Parameter estimation using grid search with a nested cross-validationΒΆ
The classifier is optimized by “nested” cross-validation using the GridSearchCV object.
The performance of the selected parameters is evaluated using cross-validation (different than the nested cross-validation that is used to select the best classifier).

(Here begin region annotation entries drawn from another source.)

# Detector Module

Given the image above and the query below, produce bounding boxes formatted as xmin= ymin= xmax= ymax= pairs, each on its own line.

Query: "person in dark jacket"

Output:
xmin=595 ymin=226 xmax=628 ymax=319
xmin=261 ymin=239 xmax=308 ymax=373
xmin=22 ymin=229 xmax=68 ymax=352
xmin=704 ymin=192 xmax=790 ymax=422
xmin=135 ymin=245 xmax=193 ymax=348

Python source code: grid_search_digits.py
print __doc__
from pprint import pprint
import numpy as np
from scikits.learn import datasets
from scikits.learn.cross_val import StratifiedKFold
from scikits.learn.grid_search import GridSearchCV
from scikits.learn.metrics import classification_report
from scikits.learn.metrics import precision_score
from scikits.learn.metrics import recall_score
from scikits.learn.svm import SVC
################################################################################
# Loading the Digits dataset
digits = datasets.load_digits()
# To apply an classifier on this data, we need to flatten the image, to
# turn the data in a (samples, feature) matrix:
n_samples = len(digits.images)
X = digits.images.reshape((n_samples, -1))
y = digits.target
# split the dataset in two equal part respecting label proportions
train, test = iter(StratifiedKFold(y, 2)).next()

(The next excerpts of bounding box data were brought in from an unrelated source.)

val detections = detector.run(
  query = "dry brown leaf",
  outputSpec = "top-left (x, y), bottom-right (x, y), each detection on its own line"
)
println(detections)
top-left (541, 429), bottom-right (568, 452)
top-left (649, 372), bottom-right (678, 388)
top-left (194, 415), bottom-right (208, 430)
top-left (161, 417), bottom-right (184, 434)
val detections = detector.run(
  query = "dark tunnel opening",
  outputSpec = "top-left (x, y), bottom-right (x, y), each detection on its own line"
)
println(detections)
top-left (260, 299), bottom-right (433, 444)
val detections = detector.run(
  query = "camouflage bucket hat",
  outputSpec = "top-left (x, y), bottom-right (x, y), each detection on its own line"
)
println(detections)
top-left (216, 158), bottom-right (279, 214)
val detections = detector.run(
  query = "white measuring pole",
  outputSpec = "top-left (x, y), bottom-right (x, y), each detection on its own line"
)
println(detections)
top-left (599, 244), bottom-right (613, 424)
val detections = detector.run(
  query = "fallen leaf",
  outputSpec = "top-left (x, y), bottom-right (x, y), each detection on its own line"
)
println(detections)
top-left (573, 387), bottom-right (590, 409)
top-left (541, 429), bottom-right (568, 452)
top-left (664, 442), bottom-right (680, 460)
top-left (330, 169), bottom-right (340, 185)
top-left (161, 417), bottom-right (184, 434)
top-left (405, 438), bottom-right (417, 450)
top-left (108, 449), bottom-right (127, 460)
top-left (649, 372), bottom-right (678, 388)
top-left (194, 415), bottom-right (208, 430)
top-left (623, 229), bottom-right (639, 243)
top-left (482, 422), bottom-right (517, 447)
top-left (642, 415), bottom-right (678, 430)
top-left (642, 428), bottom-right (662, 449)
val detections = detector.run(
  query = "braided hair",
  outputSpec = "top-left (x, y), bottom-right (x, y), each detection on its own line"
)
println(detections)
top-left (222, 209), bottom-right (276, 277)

################################################################################
# Set the parameters by cross-validation
tuned_parameters = [{'kernel': ['rbf'], 'gamma': [1e-3, 1e-4],
'C': [1, 10, 100, 1000]},
{'kernel': ['linear'], 'C': [1, 10, 100, 1000]}]
scores = [
('precision', precision_score),
('recall', recall_score),
]
for score_name, score_func in scores:
clf = GridSearchCV(SVC(C=1), tuned_parameters, n_jobs=2,
score_func=score_func)
clf.fit(X[train], y[train], cv=StratifiedKFold(y[train], 5))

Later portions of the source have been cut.